A small way to make a big difference to the health of your animals and plants.

MolybdenumNutriMax Moly 1%

Molybdenum (moly), is an essential nutrient for plant growth, especially for legumes such as clover and lucerne. The addition of moly to deficient pasture results in increased clover content and pasture growth, due to improved efficiency in nitrogen fixation and greater nitrogen cycling. 

New Moly 1%


Previously Ballance offered a product that consisted of 10% moly. This was effective but the concentrated nature of the product made achieving an even distribution challenging when applying moly as part of a fertiliser blend. With our  new offering made up of 1% moly, spreaders can confidently apply 10x the amount of product to the same area increasing the opportunity for improved plant uptake and more rapid correction of moly deficiencies.


Clover Growth




The benefits of clover in pasture are well known. Clover is more nutritious than grasses, has lower levels of structural carbohydrate, higher amounts of digestible protein and is processed quickly by the rumen.

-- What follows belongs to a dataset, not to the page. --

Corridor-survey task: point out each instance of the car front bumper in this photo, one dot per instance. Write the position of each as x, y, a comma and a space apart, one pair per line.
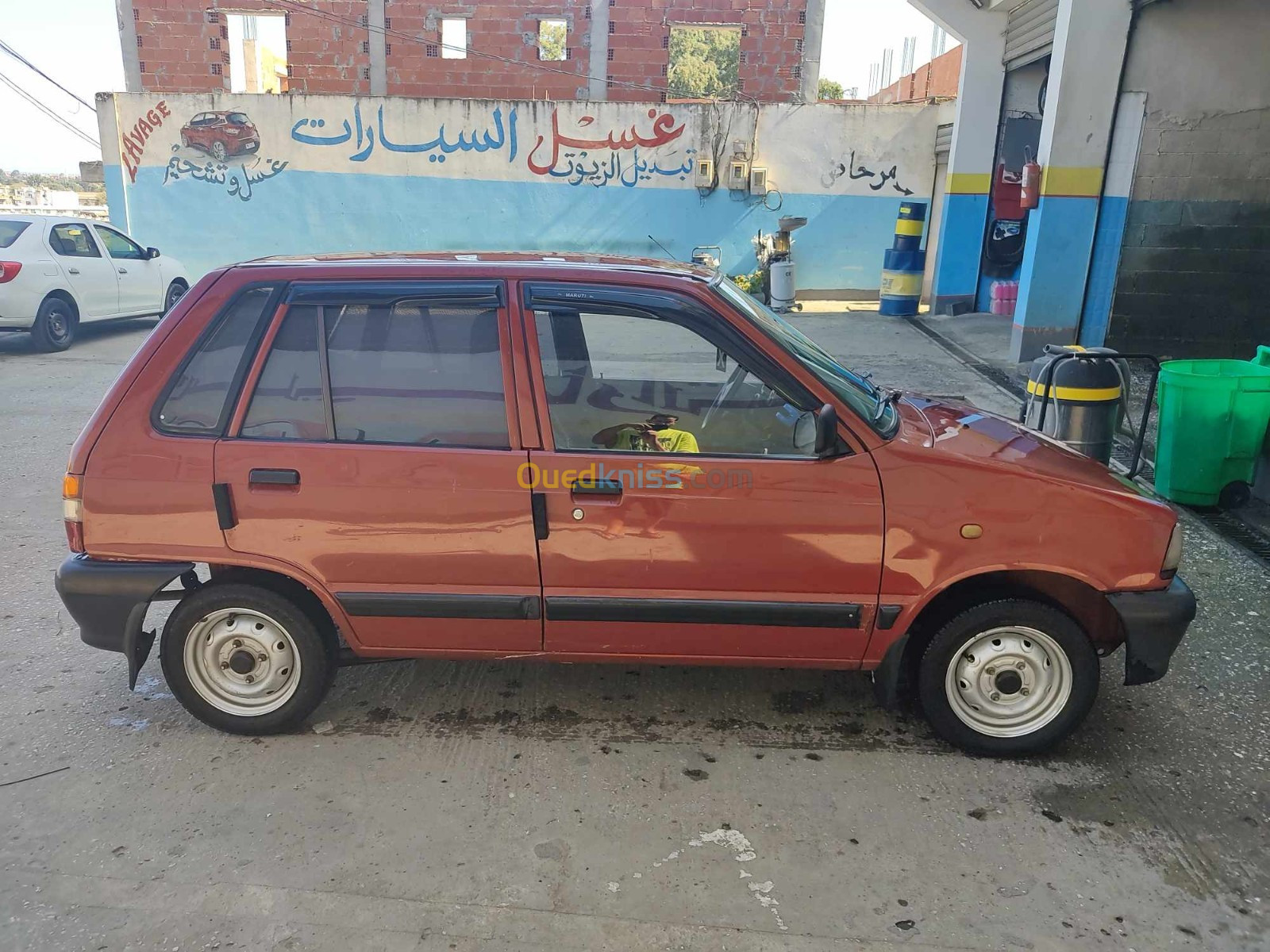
110, 600
1153, 624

Benefits of overcoming moly deficiency


We've been seeing the benefits that moly application has on pasture production in deficient areas in New Zealand since the 1950's. Moly trials undertaken at a Central Plateau site (where both moly and nitrogen herbage levels were low) showed clover production increased by 29% (figure 1) over three years and overall dry matter production increased 9% over the same period (Figure 2).

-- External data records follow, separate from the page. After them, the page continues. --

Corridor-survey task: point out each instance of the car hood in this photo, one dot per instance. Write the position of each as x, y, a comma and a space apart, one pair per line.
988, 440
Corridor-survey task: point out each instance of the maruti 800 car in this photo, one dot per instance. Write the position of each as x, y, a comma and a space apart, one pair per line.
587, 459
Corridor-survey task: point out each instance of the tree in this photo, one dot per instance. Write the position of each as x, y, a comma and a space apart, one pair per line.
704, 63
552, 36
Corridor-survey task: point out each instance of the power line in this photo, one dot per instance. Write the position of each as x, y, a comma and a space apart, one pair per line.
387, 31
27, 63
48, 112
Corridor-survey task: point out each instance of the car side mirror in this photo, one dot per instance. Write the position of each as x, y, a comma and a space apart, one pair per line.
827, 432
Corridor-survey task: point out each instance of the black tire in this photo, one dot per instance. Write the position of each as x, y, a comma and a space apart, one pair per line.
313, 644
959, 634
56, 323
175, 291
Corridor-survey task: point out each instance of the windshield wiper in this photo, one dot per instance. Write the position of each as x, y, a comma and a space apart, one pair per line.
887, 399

Figure 1. Cumulative clover production (Central Plateau)



Figure 2. Cumulative pasture production (Central Plateau)


Widespread deficiency


The map below indicates that there are significant opportunities for increased pasture production. Herbage samples taken across New Zealand indicate a high probability of moly response in many regions of New Zealand.

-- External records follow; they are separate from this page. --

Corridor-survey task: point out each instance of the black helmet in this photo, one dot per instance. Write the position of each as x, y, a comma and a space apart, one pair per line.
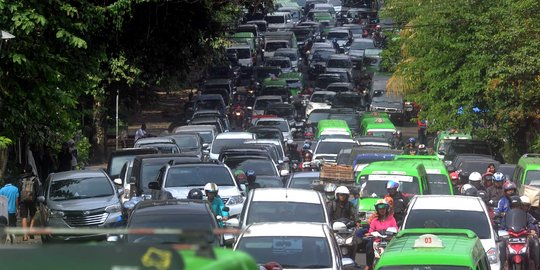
195, 194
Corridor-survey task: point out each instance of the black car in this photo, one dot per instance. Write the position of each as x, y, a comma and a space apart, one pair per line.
189, 215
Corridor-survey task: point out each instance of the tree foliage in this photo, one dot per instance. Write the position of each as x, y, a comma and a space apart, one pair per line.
471, 53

Those areas with a higher percentage of samples low in moly (i.e. Southland, Canterbury and Northland) are typically associated with sedimentary soils. Also, unlike other micronutrients moly availability typically increases as pH increases, therefore soils with a lower pH (<5.8) are more likely to develop moly deficiencies.


symptoms of deficiency in plants


The symptoms of moly deficiency are similar to those of nitrogen deficiency. Moly deficient plants appear pale green to yellow in colour, stems are slim and leaves are small. In leguminious plants such as clover and lucerne, root nodules can be under-developed and often appear pale in colour rather than a healthy pink colouration.

In pasture moly deficiencies can be overcome with an application of NutriMax Moly 1% at 2.0kg/ha every 4-5 years. Contact your Ballance Nutrient Specialist to arrange a herbage test for your farm and find out if you have a moly deficiency.


Animal Health - Molybdenum and Copper


If moly is overused it can lead to incidences of molybdenosis amongst livestock. High dietary moly in the presence of adequate sulphur reduces the absorbtion of dietary copper which can lead to a deficiency in grazing animals. Moly used appropriately at recommended rates and frequency is extremely unlikely to induce copper deficiency however using moly in a deficient situation will significantly increase clover content and overall pasture production.